C’est un tournant décisif dans l’histoire industrielle du Cameroun. Le pays a inauguré, le 12 juin 2025, sa toute première usine de production de clinker, marquant une avancée stratégique majeure dans le secteur du ciment. Portée par Cimencam (Cimenteries du Cameroun), filiale du géant Lafarge-Holcim, cette nouvelle infrastructure implantée à Figuil, dans la région du Nord, est conçue pour produire 1 000 tonnes de clinker et 1 900 tonnes de ciment par jour.
Présidée par le Premier ministre Joseph Dion Ngute, la cérémonie d’inauguration a été l’occasion de célébrer un accomplissement à la fois industriel, économique et symbolique. « C’est la première usine de ce type au Cameroun. C’est l’industrialisation du Cameroun qui est en marche », a déclaré le chef du gouvernement.
Une rupture avec la dépendance aux importations
Jusqu’ici, le Cameroun dépendait entièrement des importations pour son approvisionnement en clinker, ingrédient clé dans la fabrication du ciment. En 2023, selon l’Institut national de la statistique (INS), le pays a déboursé près de 87,7 milliards FCFA pour importer 2,4 millions de tonnes de cette matière, principalement en provenance d’Algérie (20 %) et de Turquie (18,7 %). Cette dépendance représentait à elle seule 1,8 % de l’ensemble des importations nationales.
Avec cette nouvelle unité de production, la dynamique change. Le Cameroun se donne les moyens de répondre localement à une demande croissante en ciment tout en réduisant sa facture d’importation. « C’est un moment historique, l’aboutissement d’un engagement collectif mais surtout une avancée stratégique pour répondre à la demande croissante », s’est félicité Xavier Legrand, administrateur directeur général de Cimencam.

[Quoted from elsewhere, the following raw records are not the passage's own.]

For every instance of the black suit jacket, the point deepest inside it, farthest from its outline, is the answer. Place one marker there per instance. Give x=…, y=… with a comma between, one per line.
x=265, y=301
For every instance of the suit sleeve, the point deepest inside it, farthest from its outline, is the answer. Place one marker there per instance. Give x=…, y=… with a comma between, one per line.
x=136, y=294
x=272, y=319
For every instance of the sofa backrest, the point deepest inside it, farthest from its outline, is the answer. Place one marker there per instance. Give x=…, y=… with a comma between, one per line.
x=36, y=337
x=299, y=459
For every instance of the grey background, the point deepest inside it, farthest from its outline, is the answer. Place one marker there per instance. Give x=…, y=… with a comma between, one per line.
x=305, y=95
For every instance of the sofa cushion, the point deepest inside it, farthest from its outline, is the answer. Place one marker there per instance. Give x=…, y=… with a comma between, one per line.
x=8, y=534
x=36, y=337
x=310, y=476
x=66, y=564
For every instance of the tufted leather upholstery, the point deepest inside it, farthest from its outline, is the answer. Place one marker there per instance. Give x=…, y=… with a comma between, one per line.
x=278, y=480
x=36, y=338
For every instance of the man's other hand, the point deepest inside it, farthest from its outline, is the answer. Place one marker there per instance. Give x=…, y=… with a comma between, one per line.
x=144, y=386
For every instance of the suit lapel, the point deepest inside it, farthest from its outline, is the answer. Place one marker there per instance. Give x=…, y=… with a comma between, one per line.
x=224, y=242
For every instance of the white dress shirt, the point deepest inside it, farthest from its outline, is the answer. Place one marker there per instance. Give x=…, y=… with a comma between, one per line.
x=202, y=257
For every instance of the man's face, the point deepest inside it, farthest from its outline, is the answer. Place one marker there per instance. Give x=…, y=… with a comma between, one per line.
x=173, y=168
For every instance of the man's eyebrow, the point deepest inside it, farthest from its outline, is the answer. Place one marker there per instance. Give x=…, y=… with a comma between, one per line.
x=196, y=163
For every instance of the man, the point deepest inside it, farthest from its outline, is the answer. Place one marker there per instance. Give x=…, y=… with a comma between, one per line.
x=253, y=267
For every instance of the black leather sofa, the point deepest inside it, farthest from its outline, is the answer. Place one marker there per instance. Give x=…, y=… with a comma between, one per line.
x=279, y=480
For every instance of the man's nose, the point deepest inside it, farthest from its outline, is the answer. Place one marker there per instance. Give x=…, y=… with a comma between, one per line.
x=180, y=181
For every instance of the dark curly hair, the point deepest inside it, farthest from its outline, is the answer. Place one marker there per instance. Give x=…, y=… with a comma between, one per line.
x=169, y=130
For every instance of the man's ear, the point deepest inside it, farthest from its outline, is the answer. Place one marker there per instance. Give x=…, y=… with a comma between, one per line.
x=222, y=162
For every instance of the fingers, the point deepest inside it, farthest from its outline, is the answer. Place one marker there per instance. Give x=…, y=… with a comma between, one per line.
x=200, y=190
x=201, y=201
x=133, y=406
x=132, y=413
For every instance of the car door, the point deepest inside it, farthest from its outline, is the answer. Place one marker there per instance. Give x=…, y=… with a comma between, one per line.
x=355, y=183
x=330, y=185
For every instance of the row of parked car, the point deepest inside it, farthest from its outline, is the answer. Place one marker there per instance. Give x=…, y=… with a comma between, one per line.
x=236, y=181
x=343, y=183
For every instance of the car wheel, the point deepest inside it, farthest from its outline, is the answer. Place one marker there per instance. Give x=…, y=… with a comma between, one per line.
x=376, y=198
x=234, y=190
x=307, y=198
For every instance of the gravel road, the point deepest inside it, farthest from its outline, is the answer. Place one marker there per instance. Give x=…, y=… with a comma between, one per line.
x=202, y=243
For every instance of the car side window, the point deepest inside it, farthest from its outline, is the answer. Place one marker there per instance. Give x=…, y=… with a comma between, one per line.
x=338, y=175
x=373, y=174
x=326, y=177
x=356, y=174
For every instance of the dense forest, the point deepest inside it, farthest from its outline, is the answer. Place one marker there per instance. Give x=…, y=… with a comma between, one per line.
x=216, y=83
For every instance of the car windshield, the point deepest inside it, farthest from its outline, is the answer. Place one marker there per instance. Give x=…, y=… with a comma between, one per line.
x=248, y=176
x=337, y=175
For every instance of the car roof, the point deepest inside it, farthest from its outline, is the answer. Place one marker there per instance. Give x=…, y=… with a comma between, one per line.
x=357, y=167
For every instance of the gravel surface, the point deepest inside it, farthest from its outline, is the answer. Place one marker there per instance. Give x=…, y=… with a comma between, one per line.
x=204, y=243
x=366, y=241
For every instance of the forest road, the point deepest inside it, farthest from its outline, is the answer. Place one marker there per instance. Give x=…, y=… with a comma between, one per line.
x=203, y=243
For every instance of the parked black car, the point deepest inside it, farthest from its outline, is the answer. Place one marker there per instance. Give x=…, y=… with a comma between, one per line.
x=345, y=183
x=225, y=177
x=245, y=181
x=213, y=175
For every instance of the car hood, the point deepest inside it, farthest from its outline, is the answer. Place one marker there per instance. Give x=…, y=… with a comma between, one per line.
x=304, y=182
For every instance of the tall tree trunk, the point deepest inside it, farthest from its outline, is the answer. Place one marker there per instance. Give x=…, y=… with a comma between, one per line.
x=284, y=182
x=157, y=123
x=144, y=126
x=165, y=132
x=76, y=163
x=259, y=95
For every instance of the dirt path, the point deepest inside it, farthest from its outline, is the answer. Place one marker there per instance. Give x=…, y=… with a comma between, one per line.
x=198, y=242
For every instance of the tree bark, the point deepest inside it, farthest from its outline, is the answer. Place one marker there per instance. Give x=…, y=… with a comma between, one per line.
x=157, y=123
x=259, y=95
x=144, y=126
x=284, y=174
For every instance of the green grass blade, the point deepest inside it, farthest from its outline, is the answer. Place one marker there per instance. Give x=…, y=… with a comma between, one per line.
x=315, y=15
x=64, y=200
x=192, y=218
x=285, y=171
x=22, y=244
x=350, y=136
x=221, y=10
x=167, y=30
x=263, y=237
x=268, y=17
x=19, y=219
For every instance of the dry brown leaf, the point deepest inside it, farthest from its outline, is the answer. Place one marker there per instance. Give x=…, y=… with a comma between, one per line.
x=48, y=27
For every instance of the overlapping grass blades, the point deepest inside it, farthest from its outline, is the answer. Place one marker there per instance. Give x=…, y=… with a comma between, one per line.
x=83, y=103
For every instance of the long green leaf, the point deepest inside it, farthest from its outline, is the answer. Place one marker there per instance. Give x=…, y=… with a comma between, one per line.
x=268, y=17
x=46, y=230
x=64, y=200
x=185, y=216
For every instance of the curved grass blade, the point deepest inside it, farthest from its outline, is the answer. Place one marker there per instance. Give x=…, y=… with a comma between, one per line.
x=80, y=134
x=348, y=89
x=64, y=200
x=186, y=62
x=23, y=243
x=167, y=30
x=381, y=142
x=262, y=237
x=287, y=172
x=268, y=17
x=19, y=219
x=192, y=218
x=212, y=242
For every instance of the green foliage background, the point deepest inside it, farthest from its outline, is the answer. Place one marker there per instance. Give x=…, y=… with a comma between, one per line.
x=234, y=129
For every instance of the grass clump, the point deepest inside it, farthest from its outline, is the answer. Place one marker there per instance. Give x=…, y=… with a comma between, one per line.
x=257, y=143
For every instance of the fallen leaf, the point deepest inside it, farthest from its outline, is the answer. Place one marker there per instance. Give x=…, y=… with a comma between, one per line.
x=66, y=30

Une ambition sous-régionale
Outre l’objectif d’autosuffisance dans la partie septentrionale du pays, cette usine ouvre aussi la voie à des ambitions régionales. Grâce à sa proximité géographique avec les frontières tchadienne et centrafricaine, Figuil devient une plateforme logistique stratégique pour l’exportation du clinker vers les pays voisins. Cimencam entend ainsi faire du Cameroun un hub sous-régional dans la production de ciment et de ses composants essentiels.
« Cette nouvelle usine permettra de combler les besoins en ciment des régions de l’Adamaoua, du Nord et de l’Extrême-Nord, avec un prolongement vers l’Afrique centrale », a souligné M. Legrand.
Un investissement de 60 milliards FCFA
Fruit de deux années de travaux (2021-2023) pour un coût total de 60 milliards FCFA, la nouvelle ligne de production s’étend sur 22 hectares. Elle est équipée d’un four à haute température (1 450°C), de broyeurs, d’un silo de farine de 2 500 tonnes, et d’un hangar de stockage de clinker d’une capacité de 21 000 tonnes. Une carrière attenante, dotée d’un concasseur de 3 000 tonnes/heure, alimente l’usine en matières premières.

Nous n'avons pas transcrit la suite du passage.